Mike Williams scoring 51 points against Austin Peay in 1972 stood out to Utley. That was the second-best individual scoring game in KWC history. "Mike Williams was a shooting machine, and an all-around good guy," Utley said.

A conversation about great KWC players can't be had without putting Corey Crowder high on any list for versatility. Crowder finished his career as the Panthers' all-team leading scorer with 2,282 points.

"He played very unselfish," Utley said. "He could get it done." Crowder played on the 1990 national championship team, was a national player of the year, and averaged 19.8 points a game over 118 games.
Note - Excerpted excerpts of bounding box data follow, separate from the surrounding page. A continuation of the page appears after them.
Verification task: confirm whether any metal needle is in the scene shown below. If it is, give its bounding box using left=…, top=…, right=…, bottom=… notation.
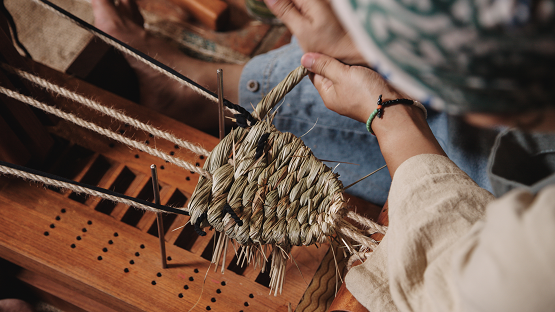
left=150, top=164, right=168, bottom=269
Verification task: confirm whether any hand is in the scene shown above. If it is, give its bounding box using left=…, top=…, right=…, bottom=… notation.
left=264, top=0, right=366, bottom=65
left=301, top=53, right=445, bottom=178
left=301, top=53, right=404, bottom=122
left=91, top=0, right=146, bottom=48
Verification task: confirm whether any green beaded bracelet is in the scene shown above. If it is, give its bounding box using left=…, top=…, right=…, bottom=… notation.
left=366, top=108, right=378, bottom=135
left=366, top=94, right=428, bottom=135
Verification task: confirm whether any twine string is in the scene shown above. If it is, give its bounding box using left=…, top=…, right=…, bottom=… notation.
left=0, top=86, right=212, bottom=179
left=0, top=63, right=210, bottom=156
left=0, top=161, right=189, bottom=215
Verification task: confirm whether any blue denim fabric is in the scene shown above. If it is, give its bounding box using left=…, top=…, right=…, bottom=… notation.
left=239, top=39, right=496, bottom=205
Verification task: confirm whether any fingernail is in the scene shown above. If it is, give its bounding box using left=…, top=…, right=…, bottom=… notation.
left=301, top=53, right=315, bottom=70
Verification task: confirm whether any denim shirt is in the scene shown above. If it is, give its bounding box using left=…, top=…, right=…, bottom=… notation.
left=239, top=38, right=499, bottom=205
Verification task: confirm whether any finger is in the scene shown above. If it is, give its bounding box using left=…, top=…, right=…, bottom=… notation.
left=301, top=53, right=349, bottom=83
left=312, top=74, right=334, bottom=94
left=264, top=0, right=303, bottom=29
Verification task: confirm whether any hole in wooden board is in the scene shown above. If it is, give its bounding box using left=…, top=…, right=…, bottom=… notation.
left=200, top=229, right=220, bottom=261
left=148, top=190, right=187, bottom=237
left=254, top=256, right=272, bottom=288
left=95, top=167, right=137, bottom=215
left=69, top=155, right=112, bottom=204
left=227, top=249, right=247, bottom=275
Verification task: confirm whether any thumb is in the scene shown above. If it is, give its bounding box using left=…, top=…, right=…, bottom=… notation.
left=301, top=53, right=349, bottom=83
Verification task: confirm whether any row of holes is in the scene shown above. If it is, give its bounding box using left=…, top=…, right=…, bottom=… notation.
left=44, top=208, right=254, bottom=310
left=42, top=137, right=270, bottom=287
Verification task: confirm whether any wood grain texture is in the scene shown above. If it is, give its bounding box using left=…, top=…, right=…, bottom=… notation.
left=0, top=55, right=334, bottom=311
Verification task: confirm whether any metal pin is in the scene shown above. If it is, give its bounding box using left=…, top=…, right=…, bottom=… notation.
left=216, top=68, right=225, bottom=141
left=150, top=164, right=168, bottom=269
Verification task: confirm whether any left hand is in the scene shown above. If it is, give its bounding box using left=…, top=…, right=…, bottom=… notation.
left=301, top=53, right=404, bottom=122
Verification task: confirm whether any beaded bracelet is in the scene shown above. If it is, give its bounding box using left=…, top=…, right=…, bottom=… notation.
left=366, top=94, right=428, bottom=135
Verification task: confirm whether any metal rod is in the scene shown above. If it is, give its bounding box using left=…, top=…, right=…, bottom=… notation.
left=343, top=165, right=387, bottom=190
left=150, top=164, right=168, bottom=269
left=216, top=68, right=225, bottom=140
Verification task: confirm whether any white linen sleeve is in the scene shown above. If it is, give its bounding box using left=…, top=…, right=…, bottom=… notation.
left=387, top=155, right=494, bottom=312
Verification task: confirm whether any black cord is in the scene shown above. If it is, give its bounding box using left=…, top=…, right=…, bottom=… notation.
left=0, top=0, right=33, bottom=59
left=0, top=161, right=189, bottom=216
left=34, top=0, right=243, bottom=117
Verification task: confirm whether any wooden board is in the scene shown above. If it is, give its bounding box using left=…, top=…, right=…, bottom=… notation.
left=0, top=57, right=334, bottom=311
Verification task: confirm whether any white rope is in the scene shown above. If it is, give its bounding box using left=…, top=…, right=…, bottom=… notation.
left=0, top=86, right=212, bottom=180
left=32, top=0, right=218, bottom=103
left=0, top=165, right=160, bottom=212
left=1, top=63, right=210, bottom=156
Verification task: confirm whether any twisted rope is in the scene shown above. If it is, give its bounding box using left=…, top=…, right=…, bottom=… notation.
left=28, top=0, right=224, bottom=105
left=0, top=161, right=188, bottom=215
left=0, top=86, right=212, bottom=179
left=0, top=63, right=210, bottom=156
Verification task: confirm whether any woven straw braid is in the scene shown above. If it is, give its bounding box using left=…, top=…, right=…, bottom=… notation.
left=188, top=122, right=345, bottom=247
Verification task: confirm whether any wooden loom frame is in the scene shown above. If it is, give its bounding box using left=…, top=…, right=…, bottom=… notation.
left=0, top=12, right=384, bottom=311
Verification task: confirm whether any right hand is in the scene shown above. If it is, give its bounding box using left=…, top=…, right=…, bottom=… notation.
left=264, top=0, right=366, bottom=65
left=301, top=53, right=445, bottom=177
left=301, top=53, right=404, bottom=122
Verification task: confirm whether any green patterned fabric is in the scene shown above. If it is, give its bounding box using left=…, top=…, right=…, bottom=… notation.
left=333, top=0, right=555, bottom=113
On that same level would be George Tinsley and Dallas Thornton, who are fifth and sixth on the KWC all-time scoring list. Tinsley was a standout on the '66, '68, '69 national championship teams. Thornton was on the' 66 and '68 national champions.

Favorites locally were Drake and Higgs, who played from 1980-84. Higgs is the second all-time leading scorer for KWC (2,228). Drake is the all-time steals leader (252), second all-time assist leader (458). "What a coup that was to get them to stay here, they were outstanding," Utley said.

Williams' and Garcia's games spoke for themselves, Utley said.

"I never saw King Kelly Coleman play at KWC," Utley said. "He left after his junior year and I came here the year after. The best one-year player I saw at KWC was Mike Redd, who was Mr. Basketball at Seneca and played with Wes Unseld."